Considering the favorable endothelial effects of ACEi/angiotensin receptor blockers, they are an interesting first-line agent [3], especially to avoid TKI discontinuation. SGLT2i are being used more and more often and their effect could be interesting in proteinuria related to TKI toxicity. Indeed, the mechanisms of proteinuria due to TKIs appear to be vascular endothelial damage and podocytopathy in glomeruli and it is proven that Dapagliflozin limits podocyte damage in proteinuric nondiabetic nephropathy [7]. In a recent study, Vart et al. [8] reported that treatment with ACEi/ARBs and SGLT2 inhibitors in patients with albuminuric chronic kidney disease without diabetes but with proteinuria may increase the number of years free from kidney failure and mortality.
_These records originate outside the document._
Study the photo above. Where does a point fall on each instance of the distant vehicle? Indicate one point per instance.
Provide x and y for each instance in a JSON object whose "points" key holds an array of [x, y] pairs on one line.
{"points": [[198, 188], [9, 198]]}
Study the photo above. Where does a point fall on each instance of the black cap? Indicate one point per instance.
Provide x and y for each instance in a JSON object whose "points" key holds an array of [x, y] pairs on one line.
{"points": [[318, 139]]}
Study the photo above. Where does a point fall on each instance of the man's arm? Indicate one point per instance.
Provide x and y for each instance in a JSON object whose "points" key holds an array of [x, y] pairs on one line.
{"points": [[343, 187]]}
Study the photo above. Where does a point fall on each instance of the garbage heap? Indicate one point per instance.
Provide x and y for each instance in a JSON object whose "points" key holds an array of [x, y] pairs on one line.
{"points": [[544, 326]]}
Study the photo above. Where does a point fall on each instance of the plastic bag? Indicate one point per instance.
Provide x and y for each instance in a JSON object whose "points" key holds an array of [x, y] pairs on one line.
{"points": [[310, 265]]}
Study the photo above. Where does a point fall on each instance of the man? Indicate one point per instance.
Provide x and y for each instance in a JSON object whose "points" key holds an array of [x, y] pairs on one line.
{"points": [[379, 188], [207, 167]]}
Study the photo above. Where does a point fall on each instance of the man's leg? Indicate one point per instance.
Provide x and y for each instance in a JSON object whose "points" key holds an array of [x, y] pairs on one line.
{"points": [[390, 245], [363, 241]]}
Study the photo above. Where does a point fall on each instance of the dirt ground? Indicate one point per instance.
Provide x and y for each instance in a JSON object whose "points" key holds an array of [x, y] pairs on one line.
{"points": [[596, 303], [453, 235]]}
The specific effects of SGLT2 inhibitors regarding TKI renal adverse effects have not been proven but several studies have described promising results. Madonna et al. [9] demonstrated that SGLT2 inhibitors empagliflozin and dapagliflozin attenuated the vascular-toxic effect exerted by Ponatinib (a third generation TKI) by reverting endothelial cell senescence and dysfunction in an in-vitro model. In a murine model, Empagliflozin is able to improve Sunitinib-induced cardiac dysfunction via regulating cardiomyocyte autophagy mediated by the AMPK-mTOR signaling pathway [10]. In ob/ob type 2 diabetic mice with albuminuria, Empagliflozin restored the subverted microvascular endothelial ultrastructure [11]. Recently, in a randomized controlled trial in albuminuric type 2 diabetes patients, Tian et al. showed that SGLT2 inhibitors attenuated nephrin loss in the urine; the anti-albuminuric effect of SGLT2i could be attributed to mitigating podocyte apoptosis and attenuating renal fibrosis [12]. This pathophysiology could explain the positive effect on proteinuria induced by TKIs. However, it is important to note that in a randomized controlled trial, 6-week treatment with dapagliflozin did not affect proteinuria in patients with chronic kidney disease without diabetes [13]. This anti-proteinuria effect needs to be evaluated in longer-term kidney outcome trials.

The development of therapeutic strategies for the management of Lenvatinib-associated adverse effects are crucial to improve quality of life, minimize the need for dose reduction, treatment discontinuation and improve patient outcomes [14]. SGLT2i could be a new therapeutic option in situations requiring long-term therapy for recurrent or advanced cancer with few systemic treatment options. As several clinical trials have shown, use of SGLT2i is usually well tolerated and safe and showed an acceptable safety profile in patients with chronic kidney disease [4].

To our knowledge, this is the first reported case of proteinuria reduction with SGLT2i in a patient treated with Lenvatinib. Specific renal effects of SGLT2i seem promising and their effect on TKI renal adverse effects need to be validated in larger studies involving cancer patients.